Brechas
2026-02-19 - 05:33
Hace tiempo que la brecha educativa en España dejó de ser una grieta y se convirtió en una frontera. Las cifras oficiales celebran la bajada del abandono escolar hasta el 12,8%. Aplausos, regocijo, estamos mal pero no tanto. El peor dato real pasa inadvertido, la habitual letra pequeña: entre los jóvenes de origen extranjero el abandono ronda el 30%. El sistema mejora en promedio, empeora en desigualdad. Aquí no hablamos solo de renta: debemos tener en cuenta el capital cultural, el idioma, las expectativas familiares, la llamada (ah, los eufemismos, paladeemos este, por favor) precariedad habitacional. Un adolescente que vive en una casa con otras tres familias no compite en igualdad con quien estudia en su habitación propia.

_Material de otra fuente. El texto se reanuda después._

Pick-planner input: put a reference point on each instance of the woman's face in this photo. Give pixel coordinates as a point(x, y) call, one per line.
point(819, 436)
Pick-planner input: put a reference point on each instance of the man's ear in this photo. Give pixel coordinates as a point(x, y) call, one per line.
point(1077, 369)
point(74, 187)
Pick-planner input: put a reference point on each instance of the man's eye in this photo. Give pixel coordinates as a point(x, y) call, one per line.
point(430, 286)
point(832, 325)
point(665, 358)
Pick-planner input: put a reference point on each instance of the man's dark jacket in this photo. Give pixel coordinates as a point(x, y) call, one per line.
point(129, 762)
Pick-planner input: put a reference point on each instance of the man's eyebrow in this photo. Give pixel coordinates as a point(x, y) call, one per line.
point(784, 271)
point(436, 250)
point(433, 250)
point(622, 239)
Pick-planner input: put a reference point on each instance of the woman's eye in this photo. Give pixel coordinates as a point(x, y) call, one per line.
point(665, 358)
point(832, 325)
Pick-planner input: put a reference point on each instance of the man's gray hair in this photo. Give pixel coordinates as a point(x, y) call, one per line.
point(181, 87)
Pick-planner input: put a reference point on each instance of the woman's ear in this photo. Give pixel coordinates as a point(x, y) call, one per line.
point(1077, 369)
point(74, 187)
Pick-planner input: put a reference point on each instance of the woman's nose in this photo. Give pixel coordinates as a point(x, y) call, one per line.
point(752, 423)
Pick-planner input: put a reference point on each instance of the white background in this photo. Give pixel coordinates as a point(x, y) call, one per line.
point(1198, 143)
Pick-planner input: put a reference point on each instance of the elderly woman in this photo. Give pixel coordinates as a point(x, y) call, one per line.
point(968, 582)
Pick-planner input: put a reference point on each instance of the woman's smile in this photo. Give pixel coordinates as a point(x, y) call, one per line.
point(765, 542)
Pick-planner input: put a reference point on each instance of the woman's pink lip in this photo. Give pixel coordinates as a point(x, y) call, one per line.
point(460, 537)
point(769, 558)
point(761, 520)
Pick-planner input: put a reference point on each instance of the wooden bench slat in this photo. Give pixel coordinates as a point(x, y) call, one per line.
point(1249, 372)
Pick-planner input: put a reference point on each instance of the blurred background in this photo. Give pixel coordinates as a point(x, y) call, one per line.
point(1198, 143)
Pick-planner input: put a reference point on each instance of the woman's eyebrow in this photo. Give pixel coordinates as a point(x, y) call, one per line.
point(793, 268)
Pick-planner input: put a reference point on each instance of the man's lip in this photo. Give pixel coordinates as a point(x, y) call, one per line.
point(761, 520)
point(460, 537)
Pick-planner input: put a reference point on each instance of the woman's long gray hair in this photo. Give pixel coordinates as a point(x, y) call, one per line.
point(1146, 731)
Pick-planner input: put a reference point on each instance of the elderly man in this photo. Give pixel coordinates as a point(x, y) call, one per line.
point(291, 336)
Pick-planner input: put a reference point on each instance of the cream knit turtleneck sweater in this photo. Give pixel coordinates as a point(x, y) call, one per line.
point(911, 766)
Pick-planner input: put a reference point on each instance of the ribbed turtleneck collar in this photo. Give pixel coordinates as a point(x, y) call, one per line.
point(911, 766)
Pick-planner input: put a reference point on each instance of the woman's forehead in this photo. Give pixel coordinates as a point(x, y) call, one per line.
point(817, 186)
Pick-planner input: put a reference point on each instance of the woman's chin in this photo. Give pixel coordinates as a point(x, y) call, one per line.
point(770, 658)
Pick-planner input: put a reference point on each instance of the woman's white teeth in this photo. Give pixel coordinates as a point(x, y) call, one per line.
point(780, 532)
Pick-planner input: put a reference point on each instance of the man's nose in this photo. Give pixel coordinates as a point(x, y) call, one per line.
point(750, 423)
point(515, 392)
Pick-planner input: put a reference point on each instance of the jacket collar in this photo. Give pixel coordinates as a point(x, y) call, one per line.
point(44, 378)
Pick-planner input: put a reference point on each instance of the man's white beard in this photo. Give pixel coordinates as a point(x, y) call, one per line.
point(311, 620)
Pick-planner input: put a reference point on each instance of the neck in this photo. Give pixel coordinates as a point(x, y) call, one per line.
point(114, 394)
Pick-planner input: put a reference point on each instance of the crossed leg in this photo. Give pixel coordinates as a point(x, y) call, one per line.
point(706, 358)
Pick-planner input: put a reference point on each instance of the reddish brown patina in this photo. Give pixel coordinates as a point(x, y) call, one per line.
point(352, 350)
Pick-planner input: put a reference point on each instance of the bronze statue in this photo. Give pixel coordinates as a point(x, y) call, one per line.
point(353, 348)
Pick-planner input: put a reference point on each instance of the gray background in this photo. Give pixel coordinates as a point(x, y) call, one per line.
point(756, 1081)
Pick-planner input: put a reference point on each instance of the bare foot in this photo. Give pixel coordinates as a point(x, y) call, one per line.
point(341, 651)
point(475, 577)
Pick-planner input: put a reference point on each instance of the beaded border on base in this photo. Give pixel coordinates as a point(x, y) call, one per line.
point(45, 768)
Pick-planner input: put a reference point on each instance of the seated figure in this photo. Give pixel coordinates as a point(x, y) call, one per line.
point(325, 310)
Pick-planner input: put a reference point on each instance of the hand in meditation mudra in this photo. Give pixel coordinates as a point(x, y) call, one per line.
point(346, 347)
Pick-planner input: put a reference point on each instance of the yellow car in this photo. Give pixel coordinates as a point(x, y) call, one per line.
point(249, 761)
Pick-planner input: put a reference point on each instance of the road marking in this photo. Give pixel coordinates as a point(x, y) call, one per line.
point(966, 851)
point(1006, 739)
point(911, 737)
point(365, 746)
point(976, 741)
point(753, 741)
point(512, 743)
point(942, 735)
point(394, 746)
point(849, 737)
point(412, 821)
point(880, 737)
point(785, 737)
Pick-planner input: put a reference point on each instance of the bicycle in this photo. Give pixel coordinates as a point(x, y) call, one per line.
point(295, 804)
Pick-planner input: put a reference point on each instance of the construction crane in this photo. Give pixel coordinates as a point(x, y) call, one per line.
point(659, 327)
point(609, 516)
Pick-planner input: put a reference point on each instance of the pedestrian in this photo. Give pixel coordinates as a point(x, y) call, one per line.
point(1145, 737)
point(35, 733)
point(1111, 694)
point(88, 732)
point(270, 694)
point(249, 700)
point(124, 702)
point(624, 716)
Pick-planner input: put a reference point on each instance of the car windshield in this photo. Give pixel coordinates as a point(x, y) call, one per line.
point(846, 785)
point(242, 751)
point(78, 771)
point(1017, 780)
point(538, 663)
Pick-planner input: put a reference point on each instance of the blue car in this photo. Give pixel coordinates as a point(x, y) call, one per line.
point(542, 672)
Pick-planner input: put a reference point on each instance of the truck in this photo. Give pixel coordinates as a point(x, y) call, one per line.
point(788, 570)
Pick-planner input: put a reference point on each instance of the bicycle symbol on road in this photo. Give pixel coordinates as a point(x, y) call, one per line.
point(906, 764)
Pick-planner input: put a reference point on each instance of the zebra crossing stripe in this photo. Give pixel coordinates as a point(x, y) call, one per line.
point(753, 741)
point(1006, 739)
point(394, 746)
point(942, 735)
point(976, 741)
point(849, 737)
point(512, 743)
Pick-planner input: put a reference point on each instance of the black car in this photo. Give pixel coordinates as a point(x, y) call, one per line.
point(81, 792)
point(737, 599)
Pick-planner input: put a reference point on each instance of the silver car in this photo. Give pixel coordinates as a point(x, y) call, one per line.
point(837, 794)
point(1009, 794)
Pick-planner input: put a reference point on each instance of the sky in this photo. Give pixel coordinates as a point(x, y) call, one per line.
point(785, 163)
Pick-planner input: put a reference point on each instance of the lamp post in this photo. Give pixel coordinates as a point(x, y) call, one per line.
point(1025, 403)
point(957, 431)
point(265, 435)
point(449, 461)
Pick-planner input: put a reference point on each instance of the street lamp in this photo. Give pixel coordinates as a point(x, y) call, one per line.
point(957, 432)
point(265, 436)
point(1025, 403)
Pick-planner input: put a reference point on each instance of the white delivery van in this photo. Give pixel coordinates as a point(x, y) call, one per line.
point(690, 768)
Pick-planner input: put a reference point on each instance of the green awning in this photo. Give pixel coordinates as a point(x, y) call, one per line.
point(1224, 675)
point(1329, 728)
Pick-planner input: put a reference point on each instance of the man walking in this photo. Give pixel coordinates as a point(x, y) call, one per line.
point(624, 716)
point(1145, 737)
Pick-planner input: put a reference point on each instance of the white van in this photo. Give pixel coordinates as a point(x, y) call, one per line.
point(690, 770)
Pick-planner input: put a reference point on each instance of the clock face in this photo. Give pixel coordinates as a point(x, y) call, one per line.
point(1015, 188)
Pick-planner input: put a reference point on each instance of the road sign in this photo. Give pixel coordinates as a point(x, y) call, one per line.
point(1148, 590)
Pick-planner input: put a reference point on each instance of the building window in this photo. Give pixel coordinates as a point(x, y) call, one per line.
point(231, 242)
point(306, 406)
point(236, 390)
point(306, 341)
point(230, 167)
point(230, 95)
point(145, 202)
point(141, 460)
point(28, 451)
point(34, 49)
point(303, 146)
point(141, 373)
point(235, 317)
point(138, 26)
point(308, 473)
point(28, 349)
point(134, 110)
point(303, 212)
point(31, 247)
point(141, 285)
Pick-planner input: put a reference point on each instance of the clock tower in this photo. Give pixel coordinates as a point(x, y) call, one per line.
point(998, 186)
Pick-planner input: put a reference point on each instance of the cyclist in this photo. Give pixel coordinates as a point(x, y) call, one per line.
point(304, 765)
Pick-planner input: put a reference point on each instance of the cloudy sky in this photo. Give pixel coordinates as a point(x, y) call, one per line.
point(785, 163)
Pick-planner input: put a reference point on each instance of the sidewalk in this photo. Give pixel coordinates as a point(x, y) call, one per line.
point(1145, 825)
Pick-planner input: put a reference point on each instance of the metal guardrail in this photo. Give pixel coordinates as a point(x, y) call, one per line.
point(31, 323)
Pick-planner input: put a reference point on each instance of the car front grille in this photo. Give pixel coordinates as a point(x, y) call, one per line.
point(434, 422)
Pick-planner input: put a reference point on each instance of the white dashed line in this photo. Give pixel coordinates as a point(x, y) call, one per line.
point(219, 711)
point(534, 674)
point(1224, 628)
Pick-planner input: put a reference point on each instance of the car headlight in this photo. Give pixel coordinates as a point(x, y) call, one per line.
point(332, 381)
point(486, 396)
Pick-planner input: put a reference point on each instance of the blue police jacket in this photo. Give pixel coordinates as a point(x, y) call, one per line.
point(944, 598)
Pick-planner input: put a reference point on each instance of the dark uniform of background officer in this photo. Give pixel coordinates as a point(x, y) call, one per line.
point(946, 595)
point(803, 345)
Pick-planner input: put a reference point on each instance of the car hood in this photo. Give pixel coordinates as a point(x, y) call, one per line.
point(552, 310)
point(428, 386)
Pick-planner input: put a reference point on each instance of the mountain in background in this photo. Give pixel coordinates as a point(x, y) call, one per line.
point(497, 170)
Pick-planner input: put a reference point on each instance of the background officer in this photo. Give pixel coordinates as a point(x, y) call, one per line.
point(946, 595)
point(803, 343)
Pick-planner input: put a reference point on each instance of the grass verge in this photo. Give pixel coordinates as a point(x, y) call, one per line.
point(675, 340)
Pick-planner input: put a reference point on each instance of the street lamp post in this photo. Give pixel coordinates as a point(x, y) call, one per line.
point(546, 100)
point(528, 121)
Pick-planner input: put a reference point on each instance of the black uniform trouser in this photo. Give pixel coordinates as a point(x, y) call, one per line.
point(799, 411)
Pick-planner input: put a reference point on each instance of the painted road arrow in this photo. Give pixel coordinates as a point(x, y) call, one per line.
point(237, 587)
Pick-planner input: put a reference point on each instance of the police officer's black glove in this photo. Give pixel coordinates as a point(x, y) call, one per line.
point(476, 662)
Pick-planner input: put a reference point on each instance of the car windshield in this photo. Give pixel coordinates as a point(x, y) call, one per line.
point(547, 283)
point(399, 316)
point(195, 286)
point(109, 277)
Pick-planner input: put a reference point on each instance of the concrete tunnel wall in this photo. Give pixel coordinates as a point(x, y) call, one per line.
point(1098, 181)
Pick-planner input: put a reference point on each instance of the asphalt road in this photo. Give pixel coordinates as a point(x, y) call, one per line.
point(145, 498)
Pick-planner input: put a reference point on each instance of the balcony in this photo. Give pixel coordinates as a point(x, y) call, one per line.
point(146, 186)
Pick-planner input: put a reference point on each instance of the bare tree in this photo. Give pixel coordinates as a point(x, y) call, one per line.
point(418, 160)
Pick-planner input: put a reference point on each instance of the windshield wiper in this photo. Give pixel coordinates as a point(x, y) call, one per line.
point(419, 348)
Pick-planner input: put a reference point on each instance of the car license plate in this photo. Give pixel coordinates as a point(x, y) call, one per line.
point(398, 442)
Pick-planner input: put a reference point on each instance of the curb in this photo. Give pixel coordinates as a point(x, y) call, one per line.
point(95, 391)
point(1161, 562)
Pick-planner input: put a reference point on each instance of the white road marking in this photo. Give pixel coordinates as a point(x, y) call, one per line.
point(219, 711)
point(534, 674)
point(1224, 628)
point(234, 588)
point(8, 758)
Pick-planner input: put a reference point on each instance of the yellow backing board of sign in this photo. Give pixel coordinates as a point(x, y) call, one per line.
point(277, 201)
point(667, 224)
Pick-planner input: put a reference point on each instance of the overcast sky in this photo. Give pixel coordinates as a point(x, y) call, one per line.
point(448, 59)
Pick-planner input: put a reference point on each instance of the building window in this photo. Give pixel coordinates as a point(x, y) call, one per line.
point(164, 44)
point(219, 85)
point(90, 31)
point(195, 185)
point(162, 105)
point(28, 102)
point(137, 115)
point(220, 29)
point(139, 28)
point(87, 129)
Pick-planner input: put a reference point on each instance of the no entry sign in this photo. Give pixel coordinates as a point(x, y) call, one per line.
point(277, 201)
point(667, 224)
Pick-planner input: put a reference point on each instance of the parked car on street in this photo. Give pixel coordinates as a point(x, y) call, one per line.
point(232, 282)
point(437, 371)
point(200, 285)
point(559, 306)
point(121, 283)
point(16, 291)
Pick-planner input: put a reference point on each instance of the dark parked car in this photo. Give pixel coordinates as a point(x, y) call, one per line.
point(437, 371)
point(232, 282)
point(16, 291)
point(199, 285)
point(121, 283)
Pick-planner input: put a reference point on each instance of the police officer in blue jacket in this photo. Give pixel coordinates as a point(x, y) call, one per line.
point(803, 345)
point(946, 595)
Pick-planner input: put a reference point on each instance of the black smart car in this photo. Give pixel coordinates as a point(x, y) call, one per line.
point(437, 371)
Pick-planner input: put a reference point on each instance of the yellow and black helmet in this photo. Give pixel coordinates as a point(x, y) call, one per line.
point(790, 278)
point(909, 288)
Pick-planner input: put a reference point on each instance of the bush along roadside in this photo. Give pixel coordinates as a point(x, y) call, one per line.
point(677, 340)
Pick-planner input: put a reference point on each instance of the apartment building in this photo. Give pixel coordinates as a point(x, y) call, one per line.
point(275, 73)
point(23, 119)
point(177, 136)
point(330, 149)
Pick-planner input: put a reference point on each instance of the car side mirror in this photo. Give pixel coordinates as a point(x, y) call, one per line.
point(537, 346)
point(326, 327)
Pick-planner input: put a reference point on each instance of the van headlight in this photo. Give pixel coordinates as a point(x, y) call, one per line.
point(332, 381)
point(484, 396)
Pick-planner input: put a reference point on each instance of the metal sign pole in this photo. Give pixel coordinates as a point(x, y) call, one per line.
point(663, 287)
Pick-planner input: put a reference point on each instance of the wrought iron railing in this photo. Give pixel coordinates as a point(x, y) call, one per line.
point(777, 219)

Es más cómodo acusar a los profesores y sus carencias, pero es que el problema, lejos de ser pedagógico, se hunde en lo estructural. Se concentran alumnos vulnerables en determinados centros difíciles, se cronifica la segregación, se descuida la FP y luego nos sorprendemos (o maquillamos) los resultados. ¿No se puede hacer nada? Probemos dos cosas: romper la concentración de la vulnerabilidad con una zonificación realista, con una financiación adicional vinculada a la complejidad social existente, no a discursos puntuales. Y un refuerzo intensivo en los primeros años: apoyo lingüístico temprano, tutorías individualizadas y estabilidad del profesorado en los entornos más frágiles. La rotación constante de interinos se da precisamente allí donde se necesita más continuidad. Hablo de incentivos, por si no ha quedado claro. Nos gustaba repetir, porque en mi caso fue cierto, en mi generación se convirtió en la norma, que la educación era el gran ascensor social. No creo que podamos continuar diciéndolo por mucho tiempo más. Ese ascensor comienza a funcionar con moneda, y se avería con mayor frecuencia en los barrios donde más falta hace. Ya sé que es más cómodo fingir que esto no existe. Ahora todos somos clase media.